Structured Outputs maintain consistent output formats, improving the reliability and performance of AI applications by dynamically generating user interfaces and extracting structured data. The feature is available for GPT-4o-2024-08-06 but not for all OpenAI models.

August 6, 2024

Groq secured $640M Series D round – BlackRock, a large asset manager, has led a $640M Series D round for Groq, a startup specializing in AI inference chips. This significant investment, valuing it at $2.8 billion, defies the prevailing “AI doomer” narrative and the current market meltdown which included key rival NVIDIA losing major market value. It also underscores BlackRock’s confidence in the long-term potential of AI hardware and Groq’s unique tech approach, even as some investors express skepticism about the industry’s ROI potential.
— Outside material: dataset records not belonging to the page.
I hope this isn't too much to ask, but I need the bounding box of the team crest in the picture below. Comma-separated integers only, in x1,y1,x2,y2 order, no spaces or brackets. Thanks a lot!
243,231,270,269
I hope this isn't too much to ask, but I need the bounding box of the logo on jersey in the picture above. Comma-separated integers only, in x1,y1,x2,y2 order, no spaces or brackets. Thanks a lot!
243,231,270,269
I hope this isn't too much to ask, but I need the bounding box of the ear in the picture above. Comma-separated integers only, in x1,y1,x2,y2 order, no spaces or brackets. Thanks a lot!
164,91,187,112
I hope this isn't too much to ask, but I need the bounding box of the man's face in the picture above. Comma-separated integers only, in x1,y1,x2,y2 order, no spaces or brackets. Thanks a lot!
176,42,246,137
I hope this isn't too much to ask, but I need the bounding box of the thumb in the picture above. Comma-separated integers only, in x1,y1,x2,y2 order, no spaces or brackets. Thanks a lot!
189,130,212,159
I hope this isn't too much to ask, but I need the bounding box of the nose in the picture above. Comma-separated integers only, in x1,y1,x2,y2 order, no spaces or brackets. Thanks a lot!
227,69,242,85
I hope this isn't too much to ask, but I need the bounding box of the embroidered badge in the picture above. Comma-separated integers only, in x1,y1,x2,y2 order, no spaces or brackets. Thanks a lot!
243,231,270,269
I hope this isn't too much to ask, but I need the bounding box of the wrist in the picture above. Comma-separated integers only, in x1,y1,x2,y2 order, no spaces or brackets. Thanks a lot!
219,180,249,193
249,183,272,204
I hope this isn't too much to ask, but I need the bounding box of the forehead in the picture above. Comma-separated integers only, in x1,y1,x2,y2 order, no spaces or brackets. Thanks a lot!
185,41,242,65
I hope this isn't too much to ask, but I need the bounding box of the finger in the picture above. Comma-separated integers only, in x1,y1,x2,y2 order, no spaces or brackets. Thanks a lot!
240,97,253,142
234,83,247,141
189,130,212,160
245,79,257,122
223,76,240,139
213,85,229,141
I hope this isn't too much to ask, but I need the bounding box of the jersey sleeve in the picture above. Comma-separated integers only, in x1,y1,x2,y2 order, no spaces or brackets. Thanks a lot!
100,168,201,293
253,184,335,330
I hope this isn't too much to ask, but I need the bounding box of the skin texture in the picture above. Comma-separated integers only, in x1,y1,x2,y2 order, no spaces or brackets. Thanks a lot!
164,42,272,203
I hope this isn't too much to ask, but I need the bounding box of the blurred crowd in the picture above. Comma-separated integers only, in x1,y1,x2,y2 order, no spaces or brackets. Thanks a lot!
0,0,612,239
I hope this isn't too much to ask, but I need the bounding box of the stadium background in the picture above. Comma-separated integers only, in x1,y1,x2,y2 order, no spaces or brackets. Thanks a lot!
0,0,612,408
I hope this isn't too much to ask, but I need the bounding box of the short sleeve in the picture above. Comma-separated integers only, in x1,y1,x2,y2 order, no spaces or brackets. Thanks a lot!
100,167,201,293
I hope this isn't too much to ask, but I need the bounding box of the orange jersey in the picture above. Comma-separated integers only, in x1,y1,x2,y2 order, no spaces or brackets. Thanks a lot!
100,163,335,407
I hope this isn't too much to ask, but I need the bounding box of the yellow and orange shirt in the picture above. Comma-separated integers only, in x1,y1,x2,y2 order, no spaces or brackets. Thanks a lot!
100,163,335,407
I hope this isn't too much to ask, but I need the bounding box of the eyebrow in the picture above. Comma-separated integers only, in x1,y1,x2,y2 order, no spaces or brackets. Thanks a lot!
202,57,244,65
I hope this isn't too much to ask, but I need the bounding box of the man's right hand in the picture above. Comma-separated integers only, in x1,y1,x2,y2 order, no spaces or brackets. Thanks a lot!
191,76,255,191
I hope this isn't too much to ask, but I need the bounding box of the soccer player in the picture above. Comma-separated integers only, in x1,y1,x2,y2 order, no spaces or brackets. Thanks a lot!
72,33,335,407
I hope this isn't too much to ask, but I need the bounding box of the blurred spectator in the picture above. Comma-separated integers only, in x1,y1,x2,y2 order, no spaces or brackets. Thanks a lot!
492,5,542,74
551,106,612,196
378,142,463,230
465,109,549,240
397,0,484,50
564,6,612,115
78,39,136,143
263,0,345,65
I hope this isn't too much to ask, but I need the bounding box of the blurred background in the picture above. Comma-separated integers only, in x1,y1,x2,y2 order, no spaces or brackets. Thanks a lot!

Groq’s Language Processing Units (LPUs) are designed to optimize AI inference, the process of deploying trained AI models for real-world applications. Its focus on efficient, high-throughput inference, particularly for LLMs, addresses a critical bottleneck in the AI ecosystem, especially with NVIDIA’s latest Blackwell GPU chips now being delayed by three months.

![Image](https://cloudfront-us-east-2.images.arcpublishing.com/reuters/Q2V6GTQXBVNPVHWAYZV4OJBQB4.jpg)

Currently GroqCloud’s limited scalable cloud space has been prohibitively expensive as they were focused on training their own models, meaning they were mainly used by enterprise clients among Fortune 500 companies. It was also available on hobbyist free plans with tiny rate limits, effectively preventing production use.

With this funding, however, Groq plans to expand its cloud-based inference service to enable developers to easily build and deploy AI applications using popular open LLMs like Meta’s shiny new Llama 3.1. This vision unlocks a “scale as you need” service providers like Octo offer. It also unlocks a BYOM “bring your own model” service for users to “fine-tune” leading off-the-shelf open models like Llama 3.1, served at Groq’s blazingly fast speeds.

BlackRock’s $300M investment in Groq can be seen as a strategic bet on the future of AI infrastructure. While some investors focus on the lack of immediate revenue streams, it seems to recognize the long-term value of companies like Groq that are building the foundational tech for the next generation of AI applications. This investment signals BlackRock’s belief that the AI industry is still in its early stages and that significant growth and revenue opportunities lie ahead.